I’m trying to do real-time video processing on the Jetson TX1. I’ve got a Magewell ProCapture HDMI (PCIe capture card) connected to the PCIe slot on the Jetson, feeding uncompressed 1920x1080 4:4:4 RGB frames @ approx. 60fps. The card is claimed to be SGDMA-capable and Magewell’s SDK supplies a function which supposedly transfers frames to physical addresses (MWCaptureFrameToPhysicalAddress). I’ve tried/profiled the following methods of transferring the frames to device memory (for processing the data in CUDA kernels):
a) Set cudaDeviceMapHost flag. Malloc mapped memory on the host side ( cudaHostAlloc(… , cudaHostAllocMapped)). Get device pointer (cudaHostGetDevicePointer()). Use the Magewell API function (MWCaptureVideoFrameToVirtualAddressEx) to transfer the frame to this host memory location. So this is zero-copy (if I’m not wrong)
b) Use Magewell API function but without zero copy this time (malloc on host side, cudaMalloc on device side, use cudaMemcpy to transfer)
For c,d -> the Magewell device shows up as a video input on V4L2 (/dev/videoX)
c) Malloc mapped memory on the host side (like (a)). Use the OpenCV VideoReader to read frames via the V4L2 interface into the mapped memory slot. So this is zero-copy (if I’m not wrong).
d) Malloc memory on the host side. Use the OpenCV VideoReader to read frames via the V4L2 interface into this host memory and then do cudaMemcpy to the cudaMalloc’ed device memory.
My question is: These are all methods that first write to host side memory and then either I transfer them to the device memory (via cudaMemcpy) or CUDA handles it when it’s zero-copy (I guess?). Is there a way to directly write these frames into device memory, bypassing the host side? I know this would be possible if I was using some GPUDirect-capable GPU but is there a similar option on the Jetson TX1 which would be faster than the above-mentioned methods (a-d)?
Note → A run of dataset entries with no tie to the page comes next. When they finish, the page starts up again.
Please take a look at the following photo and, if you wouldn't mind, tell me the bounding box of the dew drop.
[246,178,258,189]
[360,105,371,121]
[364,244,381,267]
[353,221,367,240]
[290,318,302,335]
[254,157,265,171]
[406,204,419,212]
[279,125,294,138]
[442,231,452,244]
By the way the application does the following:
- Take a 1920x1080 RGB frame (so approx. 6MB) into device memory (using one of the methods above)
- Take the FFT of this frame (C2C cuFFT)
- Element-wise multiplication with a complex number
- Take the IFFT of the multiplication (C2C cuFFT)
- Display the new frame on screen.
Thanks in advance for help,